Wir verneinen keineswegs die Nützlichkeit dieser Methoden. Es ist jedoch unbestritten, dass komplexen sozialen Systemen sowie kulturellen Gegebenheiten und Werten mit quantitativen Analysen nicht gebührend Rechnung getragen werden kann. Sollten wir uns also nicht besser aller Werkzeuge bedienen, die sich zur Untersuchung und Lösung wirtschaftlicher Fragestellungen anbieten? Die Arbeit mit qualitativen Methoden ist daher von enormer Bedeutung. Diese werden an der Uni in der VWL aber kaum gelehrt.

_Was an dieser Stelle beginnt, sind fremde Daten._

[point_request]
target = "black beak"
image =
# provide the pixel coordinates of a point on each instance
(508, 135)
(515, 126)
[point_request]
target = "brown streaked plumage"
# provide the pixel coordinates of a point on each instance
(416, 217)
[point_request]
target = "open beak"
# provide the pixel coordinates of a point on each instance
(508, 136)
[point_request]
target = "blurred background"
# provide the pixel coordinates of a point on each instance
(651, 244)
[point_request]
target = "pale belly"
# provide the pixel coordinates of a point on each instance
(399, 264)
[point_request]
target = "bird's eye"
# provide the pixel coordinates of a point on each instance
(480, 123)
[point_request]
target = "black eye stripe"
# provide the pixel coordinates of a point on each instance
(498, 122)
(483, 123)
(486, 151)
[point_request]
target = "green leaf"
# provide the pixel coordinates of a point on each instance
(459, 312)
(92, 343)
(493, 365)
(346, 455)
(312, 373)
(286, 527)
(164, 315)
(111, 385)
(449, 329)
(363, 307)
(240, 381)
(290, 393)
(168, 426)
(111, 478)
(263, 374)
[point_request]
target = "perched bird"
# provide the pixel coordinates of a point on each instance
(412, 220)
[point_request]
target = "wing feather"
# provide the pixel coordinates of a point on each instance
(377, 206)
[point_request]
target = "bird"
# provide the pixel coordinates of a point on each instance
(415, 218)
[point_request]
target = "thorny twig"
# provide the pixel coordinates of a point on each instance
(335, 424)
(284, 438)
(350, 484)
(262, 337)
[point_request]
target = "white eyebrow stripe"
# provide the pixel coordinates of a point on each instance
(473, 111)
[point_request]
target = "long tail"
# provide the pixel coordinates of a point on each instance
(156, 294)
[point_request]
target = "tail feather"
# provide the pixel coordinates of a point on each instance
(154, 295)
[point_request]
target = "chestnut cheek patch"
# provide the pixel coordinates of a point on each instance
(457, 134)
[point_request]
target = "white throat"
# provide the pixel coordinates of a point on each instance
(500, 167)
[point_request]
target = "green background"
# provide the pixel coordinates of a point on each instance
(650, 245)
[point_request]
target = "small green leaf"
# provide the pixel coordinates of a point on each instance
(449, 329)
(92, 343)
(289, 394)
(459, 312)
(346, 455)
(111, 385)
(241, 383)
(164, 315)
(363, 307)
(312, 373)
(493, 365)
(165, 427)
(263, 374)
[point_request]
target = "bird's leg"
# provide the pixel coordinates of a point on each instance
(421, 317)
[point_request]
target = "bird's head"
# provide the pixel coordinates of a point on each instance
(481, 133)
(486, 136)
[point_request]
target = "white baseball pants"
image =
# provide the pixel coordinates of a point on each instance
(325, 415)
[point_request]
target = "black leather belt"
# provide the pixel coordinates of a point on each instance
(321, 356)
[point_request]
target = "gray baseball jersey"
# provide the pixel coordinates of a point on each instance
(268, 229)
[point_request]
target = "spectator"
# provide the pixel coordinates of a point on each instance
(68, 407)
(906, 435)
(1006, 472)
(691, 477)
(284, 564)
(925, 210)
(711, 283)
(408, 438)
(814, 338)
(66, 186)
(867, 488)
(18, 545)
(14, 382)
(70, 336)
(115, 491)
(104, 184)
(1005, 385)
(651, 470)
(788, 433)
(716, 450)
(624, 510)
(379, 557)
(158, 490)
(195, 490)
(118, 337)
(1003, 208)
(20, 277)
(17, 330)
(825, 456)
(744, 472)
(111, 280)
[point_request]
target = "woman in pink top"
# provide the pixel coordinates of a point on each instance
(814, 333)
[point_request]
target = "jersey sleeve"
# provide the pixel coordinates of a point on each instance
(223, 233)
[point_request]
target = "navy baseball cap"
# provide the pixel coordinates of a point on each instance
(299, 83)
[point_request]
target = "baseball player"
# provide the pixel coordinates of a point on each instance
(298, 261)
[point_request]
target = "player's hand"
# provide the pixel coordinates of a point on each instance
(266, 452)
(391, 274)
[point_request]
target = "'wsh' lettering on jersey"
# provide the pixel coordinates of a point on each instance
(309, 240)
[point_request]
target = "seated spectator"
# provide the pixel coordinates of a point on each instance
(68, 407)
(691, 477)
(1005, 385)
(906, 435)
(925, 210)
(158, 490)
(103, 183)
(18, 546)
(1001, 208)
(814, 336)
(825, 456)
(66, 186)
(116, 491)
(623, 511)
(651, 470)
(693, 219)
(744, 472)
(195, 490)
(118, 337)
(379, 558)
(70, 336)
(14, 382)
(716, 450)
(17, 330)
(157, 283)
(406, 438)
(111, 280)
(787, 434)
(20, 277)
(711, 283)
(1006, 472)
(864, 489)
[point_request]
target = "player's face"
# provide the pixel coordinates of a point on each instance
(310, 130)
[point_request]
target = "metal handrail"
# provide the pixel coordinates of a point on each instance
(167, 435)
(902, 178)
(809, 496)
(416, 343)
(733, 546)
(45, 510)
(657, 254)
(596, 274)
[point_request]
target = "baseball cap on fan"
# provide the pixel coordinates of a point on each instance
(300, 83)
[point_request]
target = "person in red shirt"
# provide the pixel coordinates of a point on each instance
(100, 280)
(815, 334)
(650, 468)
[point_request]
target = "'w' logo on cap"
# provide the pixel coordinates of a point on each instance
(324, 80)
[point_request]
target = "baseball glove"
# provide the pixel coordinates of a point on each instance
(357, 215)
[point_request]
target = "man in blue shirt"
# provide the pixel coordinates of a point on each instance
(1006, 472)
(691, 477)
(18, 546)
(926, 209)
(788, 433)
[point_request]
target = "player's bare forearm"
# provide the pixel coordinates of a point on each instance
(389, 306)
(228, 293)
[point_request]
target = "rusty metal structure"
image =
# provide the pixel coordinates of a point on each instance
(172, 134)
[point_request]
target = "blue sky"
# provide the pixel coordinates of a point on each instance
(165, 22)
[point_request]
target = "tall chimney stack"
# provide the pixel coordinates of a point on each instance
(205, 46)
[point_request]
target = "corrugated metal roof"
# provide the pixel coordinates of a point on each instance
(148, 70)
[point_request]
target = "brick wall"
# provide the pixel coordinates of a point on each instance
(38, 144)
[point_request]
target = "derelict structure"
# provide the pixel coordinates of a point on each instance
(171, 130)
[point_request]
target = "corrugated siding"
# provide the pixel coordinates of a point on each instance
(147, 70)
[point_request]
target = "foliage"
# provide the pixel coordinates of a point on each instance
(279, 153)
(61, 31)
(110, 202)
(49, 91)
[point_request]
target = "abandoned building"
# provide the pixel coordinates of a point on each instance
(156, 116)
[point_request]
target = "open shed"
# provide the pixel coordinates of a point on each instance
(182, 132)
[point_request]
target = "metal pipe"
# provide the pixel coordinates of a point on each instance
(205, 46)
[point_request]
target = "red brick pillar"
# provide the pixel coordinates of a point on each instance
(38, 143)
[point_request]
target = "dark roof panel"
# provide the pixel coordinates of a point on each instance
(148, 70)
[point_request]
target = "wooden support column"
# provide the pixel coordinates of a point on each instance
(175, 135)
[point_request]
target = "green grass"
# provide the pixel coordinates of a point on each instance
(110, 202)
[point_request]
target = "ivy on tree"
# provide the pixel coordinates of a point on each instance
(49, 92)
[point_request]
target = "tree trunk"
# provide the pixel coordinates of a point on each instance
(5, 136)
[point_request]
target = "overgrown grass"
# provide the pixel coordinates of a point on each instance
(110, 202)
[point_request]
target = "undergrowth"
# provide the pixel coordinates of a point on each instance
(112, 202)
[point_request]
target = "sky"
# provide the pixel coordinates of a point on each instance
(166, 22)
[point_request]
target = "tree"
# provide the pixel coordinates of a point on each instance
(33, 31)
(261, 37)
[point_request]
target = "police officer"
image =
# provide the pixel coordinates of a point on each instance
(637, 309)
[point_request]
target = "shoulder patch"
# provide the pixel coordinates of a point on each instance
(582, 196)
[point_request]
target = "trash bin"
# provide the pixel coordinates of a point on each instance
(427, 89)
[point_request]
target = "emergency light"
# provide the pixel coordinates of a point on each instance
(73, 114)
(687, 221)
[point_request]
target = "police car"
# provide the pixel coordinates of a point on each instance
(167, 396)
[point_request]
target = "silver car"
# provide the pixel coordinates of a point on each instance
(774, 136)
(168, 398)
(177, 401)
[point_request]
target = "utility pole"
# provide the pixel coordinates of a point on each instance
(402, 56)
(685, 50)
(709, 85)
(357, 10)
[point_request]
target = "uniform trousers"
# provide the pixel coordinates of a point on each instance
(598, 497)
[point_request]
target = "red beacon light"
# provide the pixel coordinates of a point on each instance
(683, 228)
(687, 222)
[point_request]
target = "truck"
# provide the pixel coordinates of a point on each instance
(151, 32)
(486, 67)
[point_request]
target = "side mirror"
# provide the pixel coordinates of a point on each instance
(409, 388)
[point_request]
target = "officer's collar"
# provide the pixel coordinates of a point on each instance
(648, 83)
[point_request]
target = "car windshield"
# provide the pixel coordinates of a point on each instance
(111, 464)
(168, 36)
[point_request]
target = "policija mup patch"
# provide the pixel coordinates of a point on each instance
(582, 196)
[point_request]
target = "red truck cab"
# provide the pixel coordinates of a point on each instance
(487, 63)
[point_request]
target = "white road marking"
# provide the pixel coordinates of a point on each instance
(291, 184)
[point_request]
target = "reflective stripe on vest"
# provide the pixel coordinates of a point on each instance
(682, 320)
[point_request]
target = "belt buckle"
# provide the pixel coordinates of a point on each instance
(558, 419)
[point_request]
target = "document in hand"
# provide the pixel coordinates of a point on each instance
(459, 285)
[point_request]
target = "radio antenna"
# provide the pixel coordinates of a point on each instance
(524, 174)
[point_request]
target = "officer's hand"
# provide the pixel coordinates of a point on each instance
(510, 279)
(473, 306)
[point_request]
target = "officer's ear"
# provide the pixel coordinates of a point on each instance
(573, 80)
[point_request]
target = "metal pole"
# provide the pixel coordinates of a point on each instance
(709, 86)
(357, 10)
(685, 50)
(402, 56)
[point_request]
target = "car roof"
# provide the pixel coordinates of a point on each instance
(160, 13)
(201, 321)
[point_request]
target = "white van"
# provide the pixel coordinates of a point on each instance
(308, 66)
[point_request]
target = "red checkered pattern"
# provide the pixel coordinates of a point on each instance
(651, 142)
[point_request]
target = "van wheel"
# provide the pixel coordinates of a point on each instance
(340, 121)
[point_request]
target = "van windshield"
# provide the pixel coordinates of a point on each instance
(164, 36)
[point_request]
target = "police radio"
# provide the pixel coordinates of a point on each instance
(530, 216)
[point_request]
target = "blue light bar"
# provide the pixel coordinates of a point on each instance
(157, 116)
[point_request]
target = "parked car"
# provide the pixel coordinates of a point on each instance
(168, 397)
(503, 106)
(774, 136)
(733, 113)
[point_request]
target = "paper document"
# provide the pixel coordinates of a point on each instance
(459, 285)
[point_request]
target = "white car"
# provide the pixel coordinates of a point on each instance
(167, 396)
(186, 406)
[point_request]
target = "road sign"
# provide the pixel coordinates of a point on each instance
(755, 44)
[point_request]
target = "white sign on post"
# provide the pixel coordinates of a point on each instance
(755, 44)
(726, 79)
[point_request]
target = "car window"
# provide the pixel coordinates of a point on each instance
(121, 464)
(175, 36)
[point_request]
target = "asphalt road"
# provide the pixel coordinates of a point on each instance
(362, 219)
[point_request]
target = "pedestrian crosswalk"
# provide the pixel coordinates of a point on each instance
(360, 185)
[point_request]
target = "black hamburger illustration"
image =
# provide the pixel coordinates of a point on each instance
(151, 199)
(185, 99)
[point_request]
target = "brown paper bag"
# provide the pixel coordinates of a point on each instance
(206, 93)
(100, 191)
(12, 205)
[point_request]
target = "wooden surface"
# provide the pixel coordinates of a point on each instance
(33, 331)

Direkter Dialog statt Meinungsartikel

Das Rad müssten wir dazu nicht einmal neu erfinden. In den Geistes- und Sozialwissenschaften werden wirtschaftliche Phänomene seit jeher mit qualitativen Methoden untersucht. Das Problem: Der Zugang zu solchen Lehrveranstaltungen wird uns VWL-Studierenden aktiv verwehrt. Einerseits sind die angebotenen ausserfakultären Nebenfächer in ihrer Anzahl und ihrem Umfang eher spärlich. Andererseits werden Vorlesungen anderer Fakultäten, in denen mittels qualitativer Methoden wirtschaftliche Fragestellungen untersucht werden, nicht in den Modulkatalog aufgenommen. Die Soziologievorlesungen «Wirtschaft und Gesellschaft» oder das Modul «Vertiefung Wirtschaftsgeographie» würden «zu wenig VWL» beinhalten – so die Begründung des Departements. Ob dies zu Netzers postulierter Interdisziplinarität passt, darf man bezweifeln.

Wozu also VWL? Worüber soll sich das Fach definieren und was soll es leisten? Wir meinen: Definition über das Kerngeschäft statt über die eigenen spezifischen Methoden. Geht es um die Zukunft und Wahrnehmung der Volkswirtschaftlehre, scheint uns ein direkter Dialog mit den Studierenden passender als ein Meinungsartikel in der NZZ.

Zu den Autoren:

Diego Gehrig und Nicolas Bauer studieren VWL an der Universität Zürich und gehören dem Studierenden­verein Plurale Ökonomik Zürich an.